An optimal improvement for the Hardy inequality on the hyperbolic space and related manifolds

TL;DR

This paper establishes optimal Hardy inequalities on hyperbolic space and related manifolds, providing critical operators, new inequalities, and applications such as improved Rellich inequalities and uncertainty principles.

Contribution

It introduces the first optimal Hardy inequalities for the operator P_λ on hyperbolic space, extending to general Cartan-Hadamard manifolds with curvature conditions.

Findings

Proved optimal Hardy inequalities on hyperbolic space.

Derived a new critical Hardy-type inequality on hyperbolic space.
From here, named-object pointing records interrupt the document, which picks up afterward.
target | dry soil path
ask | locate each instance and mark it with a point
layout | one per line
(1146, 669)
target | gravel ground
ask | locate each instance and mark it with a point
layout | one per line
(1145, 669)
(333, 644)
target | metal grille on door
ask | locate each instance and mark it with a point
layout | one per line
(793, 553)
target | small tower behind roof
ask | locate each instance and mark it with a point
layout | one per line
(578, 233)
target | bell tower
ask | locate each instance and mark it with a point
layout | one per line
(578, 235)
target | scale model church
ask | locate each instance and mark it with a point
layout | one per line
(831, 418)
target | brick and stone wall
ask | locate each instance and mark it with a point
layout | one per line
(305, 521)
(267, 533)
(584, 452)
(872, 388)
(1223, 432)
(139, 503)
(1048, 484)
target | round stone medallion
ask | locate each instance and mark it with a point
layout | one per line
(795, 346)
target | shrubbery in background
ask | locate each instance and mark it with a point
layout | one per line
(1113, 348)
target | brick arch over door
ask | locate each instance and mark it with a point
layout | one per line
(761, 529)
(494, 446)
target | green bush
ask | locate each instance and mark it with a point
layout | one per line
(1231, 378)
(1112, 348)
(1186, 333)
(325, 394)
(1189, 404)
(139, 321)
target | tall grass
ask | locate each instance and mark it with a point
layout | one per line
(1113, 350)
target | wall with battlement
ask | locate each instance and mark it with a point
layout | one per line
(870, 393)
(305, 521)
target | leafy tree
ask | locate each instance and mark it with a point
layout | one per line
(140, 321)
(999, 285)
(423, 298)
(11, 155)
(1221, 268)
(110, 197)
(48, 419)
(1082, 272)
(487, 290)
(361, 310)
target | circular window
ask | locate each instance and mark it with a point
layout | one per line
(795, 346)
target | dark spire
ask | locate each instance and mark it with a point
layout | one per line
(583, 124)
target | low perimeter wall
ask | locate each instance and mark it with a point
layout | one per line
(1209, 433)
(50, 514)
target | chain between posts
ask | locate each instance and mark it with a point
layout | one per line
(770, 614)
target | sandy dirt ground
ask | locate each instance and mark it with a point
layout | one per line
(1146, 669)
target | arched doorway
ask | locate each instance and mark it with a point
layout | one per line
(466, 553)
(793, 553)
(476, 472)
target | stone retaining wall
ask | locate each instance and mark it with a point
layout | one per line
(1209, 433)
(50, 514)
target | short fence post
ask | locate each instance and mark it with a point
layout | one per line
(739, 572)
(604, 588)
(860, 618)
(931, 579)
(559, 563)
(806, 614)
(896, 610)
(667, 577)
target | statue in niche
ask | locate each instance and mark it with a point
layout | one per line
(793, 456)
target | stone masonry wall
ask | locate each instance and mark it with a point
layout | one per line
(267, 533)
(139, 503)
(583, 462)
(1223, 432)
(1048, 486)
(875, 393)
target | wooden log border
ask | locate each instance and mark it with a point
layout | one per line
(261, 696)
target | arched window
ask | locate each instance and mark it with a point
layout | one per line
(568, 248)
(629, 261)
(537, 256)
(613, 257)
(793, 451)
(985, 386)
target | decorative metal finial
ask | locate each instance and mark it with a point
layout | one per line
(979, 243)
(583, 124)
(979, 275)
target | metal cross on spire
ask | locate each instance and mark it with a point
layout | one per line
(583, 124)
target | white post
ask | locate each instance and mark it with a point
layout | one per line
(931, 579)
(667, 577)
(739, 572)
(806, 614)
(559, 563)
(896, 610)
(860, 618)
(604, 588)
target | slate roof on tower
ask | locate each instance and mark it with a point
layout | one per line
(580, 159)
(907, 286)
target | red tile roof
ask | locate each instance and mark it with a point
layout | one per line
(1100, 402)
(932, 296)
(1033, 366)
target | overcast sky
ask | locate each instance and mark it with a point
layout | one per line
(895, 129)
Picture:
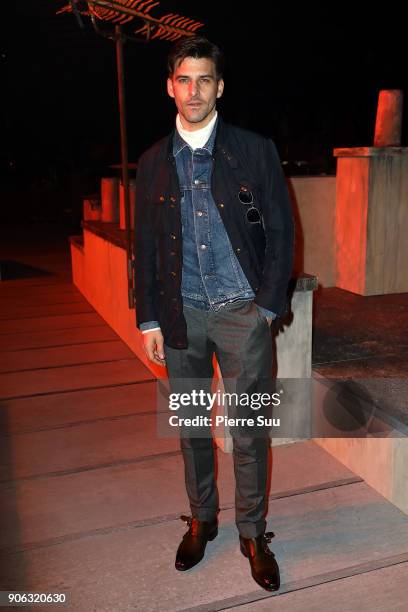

Applied results to improve Rellich inequalities and uncertainty principles.

Abstract

We prove \emph{optimal} improvements of the Hardy inequality on the hyperbolic space. Here, optimal means that the resulting operator is critical in the sense of [J.Funct.Anal. 266 (2014), pp. 4422-89], namely the associated inequality cannot be further improved. Such inequalities arise from more general, \emph{optimal} ones valid for the operator $ P_{\lambda}:= -\Delta_{\mathbb{H}^N} - \lambda$ where $0 \leq \lambda \leq \lambda_{1}(\mathbb{H}^N)$ and $\lambda_{1}(\mathbb{H}^N)$ is the bottom of the $L^2$ spectrum of $-\Delta_{\mathbb{H}^N} $, a problem that had been studied in [J.Funct.Anal. 272 (2017), pp. 1661-1703 ] only for the operator $P_{\lambda_{1}(\mathbb{H}^N)}$. A different, critical and new inequality on $\mathbb{H}^N$, locally of Hardy type, is also shown. Such results have in fact greater generality since there are shown on general Cartan-Hadamard manifolds under curvature assumptions, possibly depending on the point. Existence/nonexistence of extremals for the related Hardy-Poincar\'e inequalities are also proved using concentration-compactness technique and a Liouville comparison theorem. As applications of our inequalities we obtain an improved Rellich inequality and we derive a quantitative version of Heisenberg-Pauli-Weyl uncertainty principle for the operator $P_\lambda.$